After Simone left, Elliott stepped a little farther into the room to examine the crumbling fireplace. He reached up and grabbed hold of a small paint curl dangling above the mantel and dragged it down the wall, peeling it away to reveal the faint outline of an image underneath. He reached up again, tugging at an even larger paint curl, and like a streamer, this time, exposed a huge section of the picture.
“From here, it looks like it could maybe be the top half of a lion. That’s right, I remember seeing a painting over the mantel in one of the photos at Saint Orens,” I said.
Elliott backed away from the fireplace. “I noticed a lion was part of the Adéla?se family crest. I bet if we kept peeling away the paint, we’d find the whole thing intact. You should make sure to point it out to your designer friend. It’d be a shame to see it covered up again. Maybe they can restore it? Feature it in the design?” Elliott wiped the paint dust from his hands off onto his pants.
“Hey, Elliott?”
He faced me. “Yeah?”
“I wanted to say thank you for letting Bastien know I’d be coming into Avignon so late the other night. That was really ... um ... thoughtful.”
He shrugged his broad shoulders. “It’s fine, Plum. Don’t mention it, it’s no big deal.”
“It was a big deal. I don’t know if you could ever understand, but when the paparazzi closes in on me like that, I feel like one of those animals with their legs caught in a trap. Like a lion being chased by hyenas. Completely helpless. I needed to get out of there, and I wasn’t thinking clearly, so I’m grateful that you were.”

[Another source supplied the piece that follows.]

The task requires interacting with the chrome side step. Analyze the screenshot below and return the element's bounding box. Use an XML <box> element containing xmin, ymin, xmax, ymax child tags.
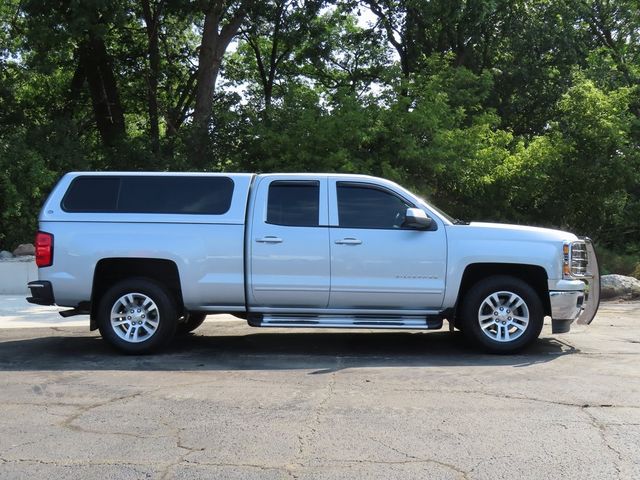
<box><xmin>248</xmin><ymin>314</ymin><xmax>442</xmax><ymax>330</ymax></box>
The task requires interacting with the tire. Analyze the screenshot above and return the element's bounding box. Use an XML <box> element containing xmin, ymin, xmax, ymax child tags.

“I swear, I didn’t know who it was you were talking to in the hotel lobby, on my life, I didn’t. Or I wouldn’t have filmed you and Rhys. All that gotcha stuff, that isn’t me. That isn’t who I am as a person or filmmaker.” He took a few steps closer so we were just inches apart. “I’d never do anything to hurt or embarrass you.”
“I know,” I whispered.
We stood there, so close our breaths were practically touching.
“Plum, good, there you are,” Bastien called from the doorway. “I have a busy next couple of days, so I wanted to see if you were free to grab some dinner?”
“Sounds good. Just give me one minute to finish up,” I called out to him. I turned back to Elliott. “Are you finished for the day too?”
“I think I’ll stick around and explore a little more before heading out.” Elliott fixed his light-blue eyes on me. “I feel like there might still be something here I’m missing. Sometimes the most special things are right there in front of us, just waiting to be discovered,” he said softly, his words hanging delicately in the air between us.